Sunday, September 30, 2018

Practical thoughts on MS-DOS source code

I recently wrote that Microsoft released the source code to MS-DOS v1.25 and v2.0 on Github. This is a huge step for Microsoft, and I congratulate them for releasing these older versions of MS-DOS under the open source MIT license!

This source code release was significant because it resolved an issue from Microsoft's previous attempt to open the source code to older MS-DOS. In 2014, Microsoft released the source code to MS-DOS 1.1 and 2.0 via the Computer History Museum. Unfortunately, the license used in the Museum release was a "look but do not touch" license.

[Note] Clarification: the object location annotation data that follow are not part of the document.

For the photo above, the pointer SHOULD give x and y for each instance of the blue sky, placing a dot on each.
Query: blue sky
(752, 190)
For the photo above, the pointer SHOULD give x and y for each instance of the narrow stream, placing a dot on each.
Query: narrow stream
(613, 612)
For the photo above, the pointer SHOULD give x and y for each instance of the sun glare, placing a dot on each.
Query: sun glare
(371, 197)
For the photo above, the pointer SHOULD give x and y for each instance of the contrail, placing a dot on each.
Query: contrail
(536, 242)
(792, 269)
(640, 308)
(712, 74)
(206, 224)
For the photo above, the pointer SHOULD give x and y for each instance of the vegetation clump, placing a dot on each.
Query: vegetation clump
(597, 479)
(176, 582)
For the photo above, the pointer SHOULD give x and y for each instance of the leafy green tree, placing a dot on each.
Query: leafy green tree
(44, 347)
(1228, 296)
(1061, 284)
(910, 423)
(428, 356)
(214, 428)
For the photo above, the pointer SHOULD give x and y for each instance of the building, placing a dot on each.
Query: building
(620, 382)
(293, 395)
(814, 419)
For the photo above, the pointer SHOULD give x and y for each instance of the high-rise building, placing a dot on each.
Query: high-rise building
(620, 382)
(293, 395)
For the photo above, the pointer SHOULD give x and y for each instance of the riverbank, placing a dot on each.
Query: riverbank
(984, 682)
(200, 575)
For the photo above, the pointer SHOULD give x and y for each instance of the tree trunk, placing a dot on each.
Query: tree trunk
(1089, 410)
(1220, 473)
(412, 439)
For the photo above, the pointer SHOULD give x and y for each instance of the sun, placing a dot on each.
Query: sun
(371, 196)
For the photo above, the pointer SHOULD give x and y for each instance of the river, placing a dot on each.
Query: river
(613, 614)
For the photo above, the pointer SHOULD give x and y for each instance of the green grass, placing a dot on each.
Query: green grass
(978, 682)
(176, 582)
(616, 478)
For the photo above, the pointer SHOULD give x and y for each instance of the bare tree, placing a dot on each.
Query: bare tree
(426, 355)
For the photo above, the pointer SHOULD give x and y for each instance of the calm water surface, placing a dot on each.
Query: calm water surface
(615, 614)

My understanding from lawyers who have explained it to me (I am not a lawyer) is that you can be "tainted" by knowledge of proprietary source code, under US law and under similar laws agreed to by partner countries. So anyone who read or studied the source code to MS-DOS 1.1 or 2.0 as it was previously released via the Computer History Museum license was not allowed to contribute to FreeDOS afterwards. We posted several notices to this effect on the FreeDOS website and elsewhere.

But this source code release of MS-DOS 1.25 and 2.0 uses the MIT License, which is not only a recognized open source software license, but compatible with the GNU GPL. This means the "taint" concern is effectively lifted.

While this is great, there's a practical side to the source code release. Note that these are very old versions of MS-DOS. FreeDOS has already surpassed these versions of MS-DOS in functionality and features. For example, MS-DOS 2.0 was the first version to support directories and redirection. But these versions of MS-DOS did not yet include more advanced features including networking, CDROM support, and '386 support such as EMM386.

It's great to see Microsoft open-source these old versions of MS-DOS, but what will be the practical impact on FreeDOS? I think Tom E. answered this well:
“Frankly, not so much. the relevant facts about MSDOS like internal structures, memory layout aso. have been re-engineered/disassembled, documented and commented by Andrew Schulman, Mike Podanowsky, and MANY others, and merged in an almost complete (and almost correct) documented DOS API by Ralph Brown. thanks to them, and there is close to nothing to be learned by studying old MSDOS sources.”

Eric A. adds a similar comment:
“Well, this is mostly interesting for historical research, MS DOS 1.25 had almost no features and 2.0 also is very far away from running most "normal" DOS software.”

So FreeDOS would not be able to reuse this code for any modern features anyway. But for basic features, such as weird edge cases or specific application compatibility, maybe developers can reference this code to improve FreeDOS.

Set your expectations appropriately. Thanks to Microsoft for releasing this source code under an open source software license (MIT) but don't expect this to have much impact on FreeDOS. We've already advanced well beyond MS-DOS 1.25 and 2.0.